At the Minister’s request Monick summarized to me an account of his visit with Simon while he glanced at a memorandum of the conversation which he had prepared for the Minister of Finance. According to Monick he had told the British that certain circles in France were becoming disappointed over the failure of the tripartite arrangement to hold the franc steady and that the idea of exchange control for France was gaining adherents. Furthermore, the belief was advanced by Monick that the best countermove against this would be some international action by the tripartite countries in unison. Monick said [Page 264] that the British had accepted the idea of opening tripartite conversations.

The Minister asked that I submit the proposition to Secretary Morgenthau stressing the desire of both the British and French Treasuries that the matter be handled most intimately and be considered strictly confidential.

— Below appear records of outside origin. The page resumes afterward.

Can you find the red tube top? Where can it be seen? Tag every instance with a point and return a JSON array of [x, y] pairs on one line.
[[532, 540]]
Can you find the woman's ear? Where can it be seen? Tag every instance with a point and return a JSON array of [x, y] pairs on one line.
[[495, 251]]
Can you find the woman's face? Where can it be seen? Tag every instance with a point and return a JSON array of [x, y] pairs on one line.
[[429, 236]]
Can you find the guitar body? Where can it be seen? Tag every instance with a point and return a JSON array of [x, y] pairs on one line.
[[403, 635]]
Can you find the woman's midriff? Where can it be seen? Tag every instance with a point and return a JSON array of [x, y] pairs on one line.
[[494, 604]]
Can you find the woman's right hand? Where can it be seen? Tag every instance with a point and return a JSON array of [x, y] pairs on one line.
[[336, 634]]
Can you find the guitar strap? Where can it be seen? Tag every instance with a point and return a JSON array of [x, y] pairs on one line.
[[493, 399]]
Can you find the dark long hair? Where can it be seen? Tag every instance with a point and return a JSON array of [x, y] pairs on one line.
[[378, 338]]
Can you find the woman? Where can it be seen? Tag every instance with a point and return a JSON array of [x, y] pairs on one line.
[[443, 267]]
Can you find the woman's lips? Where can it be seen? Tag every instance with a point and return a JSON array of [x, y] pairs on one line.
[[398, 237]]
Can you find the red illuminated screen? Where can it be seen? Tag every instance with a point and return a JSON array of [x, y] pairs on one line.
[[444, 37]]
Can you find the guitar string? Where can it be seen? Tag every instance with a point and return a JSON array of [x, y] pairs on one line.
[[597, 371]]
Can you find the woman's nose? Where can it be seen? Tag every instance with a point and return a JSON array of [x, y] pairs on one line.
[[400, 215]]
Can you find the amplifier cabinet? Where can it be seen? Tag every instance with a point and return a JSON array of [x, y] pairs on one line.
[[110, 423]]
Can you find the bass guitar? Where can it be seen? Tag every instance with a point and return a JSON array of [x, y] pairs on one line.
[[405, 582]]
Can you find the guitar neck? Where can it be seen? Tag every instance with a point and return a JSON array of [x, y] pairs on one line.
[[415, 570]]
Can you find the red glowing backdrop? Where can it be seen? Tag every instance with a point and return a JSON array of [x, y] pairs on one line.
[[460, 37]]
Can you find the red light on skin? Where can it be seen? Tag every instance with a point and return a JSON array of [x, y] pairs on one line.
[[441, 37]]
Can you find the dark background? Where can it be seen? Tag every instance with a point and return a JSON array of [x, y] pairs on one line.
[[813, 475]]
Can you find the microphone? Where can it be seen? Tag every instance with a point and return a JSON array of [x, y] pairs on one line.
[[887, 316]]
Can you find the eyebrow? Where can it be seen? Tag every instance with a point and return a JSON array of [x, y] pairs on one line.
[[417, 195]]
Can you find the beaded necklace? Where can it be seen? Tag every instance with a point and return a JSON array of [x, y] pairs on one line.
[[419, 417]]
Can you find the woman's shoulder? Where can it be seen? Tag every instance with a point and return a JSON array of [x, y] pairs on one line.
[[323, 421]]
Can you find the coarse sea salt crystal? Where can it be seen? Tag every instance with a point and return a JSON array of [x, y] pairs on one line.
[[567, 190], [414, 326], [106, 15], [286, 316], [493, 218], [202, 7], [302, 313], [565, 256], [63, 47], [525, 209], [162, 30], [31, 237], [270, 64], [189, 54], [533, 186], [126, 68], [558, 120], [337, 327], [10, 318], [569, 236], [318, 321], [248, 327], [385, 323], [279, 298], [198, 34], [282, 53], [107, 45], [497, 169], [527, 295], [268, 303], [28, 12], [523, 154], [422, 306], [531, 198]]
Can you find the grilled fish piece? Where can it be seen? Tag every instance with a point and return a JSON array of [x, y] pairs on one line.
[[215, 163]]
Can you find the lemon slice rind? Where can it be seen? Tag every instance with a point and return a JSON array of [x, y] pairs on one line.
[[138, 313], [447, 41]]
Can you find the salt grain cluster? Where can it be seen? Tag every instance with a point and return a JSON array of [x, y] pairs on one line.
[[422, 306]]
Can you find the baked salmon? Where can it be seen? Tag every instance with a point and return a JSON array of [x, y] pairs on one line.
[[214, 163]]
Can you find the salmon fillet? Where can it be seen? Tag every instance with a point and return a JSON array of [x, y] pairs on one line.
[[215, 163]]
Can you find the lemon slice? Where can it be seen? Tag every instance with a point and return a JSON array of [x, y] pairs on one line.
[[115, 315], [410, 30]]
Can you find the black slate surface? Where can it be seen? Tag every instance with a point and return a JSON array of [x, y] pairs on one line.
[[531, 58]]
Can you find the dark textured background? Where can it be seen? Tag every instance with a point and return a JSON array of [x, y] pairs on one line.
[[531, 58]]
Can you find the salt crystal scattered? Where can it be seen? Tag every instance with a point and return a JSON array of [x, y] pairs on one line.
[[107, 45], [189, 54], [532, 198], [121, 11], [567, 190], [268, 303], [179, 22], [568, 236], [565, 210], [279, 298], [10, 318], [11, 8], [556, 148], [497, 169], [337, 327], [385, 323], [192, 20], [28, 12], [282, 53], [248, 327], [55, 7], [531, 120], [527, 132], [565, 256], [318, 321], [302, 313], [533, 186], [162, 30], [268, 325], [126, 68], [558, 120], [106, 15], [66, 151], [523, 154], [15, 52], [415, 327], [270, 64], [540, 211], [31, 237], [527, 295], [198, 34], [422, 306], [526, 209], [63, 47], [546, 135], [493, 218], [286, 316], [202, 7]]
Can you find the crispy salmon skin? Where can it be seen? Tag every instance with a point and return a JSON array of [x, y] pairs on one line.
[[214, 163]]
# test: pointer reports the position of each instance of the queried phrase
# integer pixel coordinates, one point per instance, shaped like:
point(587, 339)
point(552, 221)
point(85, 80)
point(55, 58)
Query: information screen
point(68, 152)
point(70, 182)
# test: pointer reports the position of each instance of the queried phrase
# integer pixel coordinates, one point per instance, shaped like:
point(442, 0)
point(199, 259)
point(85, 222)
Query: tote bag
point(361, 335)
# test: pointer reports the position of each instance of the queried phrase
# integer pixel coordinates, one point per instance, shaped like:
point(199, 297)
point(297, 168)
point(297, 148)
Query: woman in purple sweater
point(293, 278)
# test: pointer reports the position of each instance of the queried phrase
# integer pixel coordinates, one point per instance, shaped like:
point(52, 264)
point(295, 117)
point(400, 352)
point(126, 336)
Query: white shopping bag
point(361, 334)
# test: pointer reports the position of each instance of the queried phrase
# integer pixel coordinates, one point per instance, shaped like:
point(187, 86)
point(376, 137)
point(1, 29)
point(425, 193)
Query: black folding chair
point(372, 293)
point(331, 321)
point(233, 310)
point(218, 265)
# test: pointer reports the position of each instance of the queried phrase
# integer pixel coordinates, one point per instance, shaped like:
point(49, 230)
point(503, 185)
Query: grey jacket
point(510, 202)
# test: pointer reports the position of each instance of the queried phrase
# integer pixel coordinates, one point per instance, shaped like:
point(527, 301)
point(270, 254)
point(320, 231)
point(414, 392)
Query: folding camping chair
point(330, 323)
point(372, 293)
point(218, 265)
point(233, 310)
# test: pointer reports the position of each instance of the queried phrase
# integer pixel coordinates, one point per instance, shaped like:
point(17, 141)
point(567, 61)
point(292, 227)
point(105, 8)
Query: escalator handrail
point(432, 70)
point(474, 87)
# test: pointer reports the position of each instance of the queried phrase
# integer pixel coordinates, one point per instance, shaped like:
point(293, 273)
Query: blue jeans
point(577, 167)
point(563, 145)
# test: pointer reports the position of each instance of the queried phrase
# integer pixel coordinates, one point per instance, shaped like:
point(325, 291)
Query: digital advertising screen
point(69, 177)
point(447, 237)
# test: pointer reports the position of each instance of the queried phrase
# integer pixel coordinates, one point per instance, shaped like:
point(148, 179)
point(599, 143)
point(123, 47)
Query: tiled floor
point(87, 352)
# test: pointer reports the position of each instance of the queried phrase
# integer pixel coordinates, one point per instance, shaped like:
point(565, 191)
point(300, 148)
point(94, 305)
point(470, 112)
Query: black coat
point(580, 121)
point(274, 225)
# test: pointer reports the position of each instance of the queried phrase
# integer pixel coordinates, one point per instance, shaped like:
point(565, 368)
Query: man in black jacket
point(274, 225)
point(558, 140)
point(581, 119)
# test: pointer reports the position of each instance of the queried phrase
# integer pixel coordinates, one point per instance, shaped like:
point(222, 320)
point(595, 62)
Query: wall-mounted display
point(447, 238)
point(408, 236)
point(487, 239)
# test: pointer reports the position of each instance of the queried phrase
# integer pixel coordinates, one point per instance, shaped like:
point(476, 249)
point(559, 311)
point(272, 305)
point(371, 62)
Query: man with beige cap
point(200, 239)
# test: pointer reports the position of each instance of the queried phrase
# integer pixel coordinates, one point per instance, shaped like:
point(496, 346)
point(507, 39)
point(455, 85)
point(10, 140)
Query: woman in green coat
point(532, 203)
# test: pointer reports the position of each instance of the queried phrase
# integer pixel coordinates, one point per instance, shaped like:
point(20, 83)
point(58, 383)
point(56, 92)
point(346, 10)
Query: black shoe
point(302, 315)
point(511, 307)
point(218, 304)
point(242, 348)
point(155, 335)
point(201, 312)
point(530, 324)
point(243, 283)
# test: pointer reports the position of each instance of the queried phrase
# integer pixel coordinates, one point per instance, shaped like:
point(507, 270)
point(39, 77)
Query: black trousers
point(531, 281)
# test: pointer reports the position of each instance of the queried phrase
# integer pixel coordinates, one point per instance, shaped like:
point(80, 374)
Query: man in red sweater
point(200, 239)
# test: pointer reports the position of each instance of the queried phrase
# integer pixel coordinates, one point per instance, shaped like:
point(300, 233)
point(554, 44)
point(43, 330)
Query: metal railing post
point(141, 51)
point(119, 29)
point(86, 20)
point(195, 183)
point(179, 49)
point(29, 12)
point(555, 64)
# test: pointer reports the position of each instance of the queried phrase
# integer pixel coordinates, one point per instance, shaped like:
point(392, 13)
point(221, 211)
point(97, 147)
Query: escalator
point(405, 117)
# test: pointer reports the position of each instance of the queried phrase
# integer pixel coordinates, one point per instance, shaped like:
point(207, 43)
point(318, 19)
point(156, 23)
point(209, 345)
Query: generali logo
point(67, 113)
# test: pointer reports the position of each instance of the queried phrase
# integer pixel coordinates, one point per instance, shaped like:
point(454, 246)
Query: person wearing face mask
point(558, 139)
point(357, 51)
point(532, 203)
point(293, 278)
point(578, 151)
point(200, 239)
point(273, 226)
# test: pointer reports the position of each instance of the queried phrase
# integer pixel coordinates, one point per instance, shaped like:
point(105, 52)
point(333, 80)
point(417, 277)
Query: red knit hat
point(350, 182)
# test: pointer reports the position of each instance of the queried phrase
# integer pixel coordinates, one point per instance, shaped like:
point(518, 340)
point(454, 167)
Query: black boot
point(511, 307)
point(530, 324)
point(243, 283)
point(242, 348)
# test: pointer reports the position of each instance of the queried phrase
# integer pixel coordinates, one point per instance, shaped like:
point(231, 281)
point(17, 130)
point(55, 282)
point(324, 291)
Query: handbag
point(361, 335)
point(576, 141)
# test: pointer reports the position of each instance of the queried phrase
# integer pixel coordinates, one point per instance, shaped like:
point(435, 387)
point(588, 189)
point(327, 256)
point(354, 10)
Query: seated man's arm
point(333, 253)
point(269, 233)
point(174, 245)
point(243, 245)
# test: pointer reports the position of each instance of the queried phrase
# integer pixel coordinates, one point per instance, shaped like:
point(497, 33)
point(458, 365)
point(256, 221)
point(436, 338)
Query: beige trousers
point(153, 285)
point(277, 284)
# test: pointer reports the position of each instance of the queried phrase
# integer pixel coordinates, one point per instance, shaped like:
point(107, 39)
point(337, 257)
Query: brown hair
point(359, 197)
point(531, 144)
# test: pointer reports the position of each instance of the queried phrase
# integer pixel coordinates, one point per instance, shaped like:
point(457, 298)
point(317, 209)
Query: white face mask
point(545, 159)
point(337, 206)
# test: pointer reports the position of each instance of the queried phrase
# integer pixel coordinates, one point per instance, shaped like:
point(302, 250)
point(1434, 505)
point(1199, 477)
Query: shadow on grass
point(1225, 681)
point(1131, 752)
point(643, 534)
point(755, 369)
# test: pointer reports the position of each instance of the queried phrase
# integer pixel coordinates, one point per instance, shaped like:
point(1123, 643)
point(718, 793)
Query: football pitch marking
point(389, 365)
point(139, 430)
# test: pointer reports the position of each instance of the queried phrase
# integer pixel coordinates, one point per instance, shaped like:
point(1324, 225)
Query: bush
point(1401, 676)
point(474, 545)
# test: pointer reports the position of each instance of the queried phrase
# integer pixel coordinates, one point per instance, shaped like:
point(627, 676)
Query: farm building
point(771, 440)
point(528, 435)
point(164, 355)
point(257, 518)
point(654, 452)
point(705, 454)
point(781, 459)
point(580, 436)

I told him that I would promptly send a cablegram but that they had not been specific as to what they envisaged accomplishing in the conversations. I asked if they had any definite plan in mind insofar as France was concerned. The Minister insisted that the field should be left open for wide discussion and that France would enter it without any preconceived plan. He said it was the spirit of the Tripartite Agreement that the 3 countries should consult together when any serious situation with respect to the currency of anyone of them threatened. When I still insisted that I be provided with something more concrete upon which to base a message to the Secretary of the Treasury the Minister of Finance gave me a memorandum of which the following is a translation.

“Is the American Treasury disposed to open with France and England conversations which would have the following object: (a) to study the concrete possibilities of developing and extending the cooperation inaugurated by the Tripartite Agreement; (b) to examine particularly the possibility of establishing a new stage in the direction of more definite stability, while maintaining the necessary comparisons between their treasuries and institutions of issue.”

[Cochran]
Bullitt
  1. British Chancellor of the Exchequer.
  2. Sigismund D. Waley, Principal Assistant Secretary of the British Treasury.